By David Leon Moore and Erik Brady, USA TODAY
The controversy surrounding Team USA's Chinese-made uniforms for the Olympics opening ceremony raged Thursday as Washington politicians jumped into the fashion fray. They criticized the U.S. Olympic Committee for approving the uniforms.
Sen. Harry Reid, D-Nev., said the USOC should be "ashamed" that the blue blazers, white pants and berets that American athletes will wear are manufactured in China. "They should take all the uniforms, put them in a big pile and burn them," Reid said.
Other lawmakers also were critical of the apparel designed by Ralph Lauren. "You'd think they'd know better," House Speaker John Boehner, R-Ohio, said of the USOC.

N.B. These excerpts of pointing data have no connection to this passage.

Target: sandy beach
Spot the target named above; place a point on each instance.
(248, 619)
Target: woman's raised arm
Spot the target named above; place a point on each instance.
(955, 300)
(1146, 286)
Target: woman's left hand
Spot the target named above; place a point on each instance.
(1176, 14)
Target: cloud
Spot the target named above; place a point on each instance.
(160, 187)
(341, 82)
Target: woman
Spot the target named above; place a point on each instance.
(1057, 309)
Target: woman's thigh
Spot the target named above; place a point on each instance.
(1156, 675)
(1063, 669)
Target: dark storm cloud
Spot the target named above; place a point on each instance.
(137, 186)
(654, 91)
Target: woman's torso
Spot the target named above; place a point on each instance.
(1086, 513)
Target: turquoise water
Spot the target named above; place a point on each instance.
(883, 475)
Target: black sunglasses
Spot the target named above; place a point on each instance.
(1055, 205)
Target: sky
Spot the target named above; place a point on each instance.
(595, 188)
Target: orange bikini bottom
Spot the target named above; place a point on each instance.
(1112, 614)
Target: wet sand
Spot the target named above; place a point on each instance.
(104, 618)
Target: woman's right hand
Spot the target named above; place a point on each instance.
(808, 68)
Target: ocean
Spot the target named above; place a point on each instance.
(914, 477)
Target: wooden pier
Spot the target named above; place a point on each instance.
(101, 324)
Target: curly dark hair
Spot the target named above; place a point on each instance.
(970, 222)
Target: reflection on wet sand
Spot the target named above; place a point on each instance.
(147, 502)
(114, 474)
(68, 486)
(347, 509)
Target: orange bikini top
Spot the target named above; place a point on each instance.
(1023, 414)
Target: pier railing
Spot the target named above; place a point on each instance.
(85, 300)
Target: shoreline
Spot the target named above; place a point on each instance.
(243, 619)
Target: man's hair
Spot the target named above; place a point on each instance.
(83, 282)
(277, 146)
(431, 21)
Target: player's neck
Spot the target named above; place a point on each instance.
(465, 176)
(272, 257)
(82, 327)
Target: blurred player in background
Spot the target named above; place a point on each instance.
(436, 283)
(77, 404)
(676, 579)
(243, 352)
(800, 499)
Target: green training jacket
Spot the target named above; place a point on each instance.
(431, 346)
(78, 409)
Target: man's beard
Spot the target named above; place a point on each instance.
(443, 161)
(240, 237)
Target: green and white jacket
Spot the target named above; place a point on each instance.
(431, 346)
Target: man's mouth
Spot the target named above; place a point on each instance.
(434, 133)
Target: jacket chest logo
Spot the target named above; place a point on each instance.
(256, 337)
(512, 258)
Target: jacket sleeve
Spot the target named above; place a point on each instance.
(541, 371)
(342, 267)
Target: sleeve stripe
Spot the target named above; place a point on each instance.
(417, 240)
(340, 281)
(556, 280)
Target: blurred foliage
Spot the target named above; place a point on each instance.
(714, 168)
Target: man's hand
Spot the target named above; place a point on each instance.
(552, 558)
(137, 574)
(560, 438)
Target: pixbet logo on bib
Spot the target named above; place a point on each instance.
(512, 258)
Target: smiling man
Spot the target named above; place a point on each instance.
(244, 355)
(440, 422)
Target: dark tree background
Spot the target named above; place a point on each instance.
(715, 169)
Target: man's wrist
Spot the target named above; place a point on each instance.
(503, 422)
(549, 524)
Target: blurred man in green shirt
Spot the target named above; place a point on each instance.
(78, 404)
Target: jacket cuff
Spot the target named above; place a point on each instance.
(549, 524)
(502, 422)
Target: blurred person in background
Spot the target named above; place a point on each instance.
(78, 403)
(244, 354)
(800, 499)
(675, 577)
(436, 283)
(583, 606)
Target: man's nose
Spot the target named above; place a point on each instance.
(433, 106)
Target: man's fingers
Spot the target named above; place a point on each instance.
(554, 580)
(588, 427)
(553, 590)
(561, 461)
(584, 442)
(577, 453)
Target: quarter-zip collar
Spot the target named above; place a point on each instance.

Added Sen. Bernie Sanders: "The Olympics are a time when Americans take great pride in our nation's top athletes as they strive for gold. At a time when millions of Americans are unemployed, there is no reason why U.S. Olympic uniforms are not being manufactured in the U.S."
USOC spokesman Patrick Sandusky defended the uniforms, calling Ralph Lauren an "iconic American company."
U.S. athletes didn't have the same sense of outrage as the politicians.
"It's a global world we live in," Olympic beach volleyball player Todd Rogers, a 2008 gold medalist, told USA TODAY Sports. "I would say there are much bigger issues to worry about than where Ralph Lauren has the opening ceremonies clothes made."
Swimmer Missy Franklin said she won't march in the July 27 opening ceremony because the Olympic swimming competition begins the next day. While she wasn't asked about the issue of the clothes being made in China, Franklin called the uniforms "absolutely adorable."
"Everything Ralph Lauren did was so, so cool," Franklin said at the U.S. swim team's media day in Knoxville, Tenn. "To be able to wear those, or have the opportunity to, is so exciting."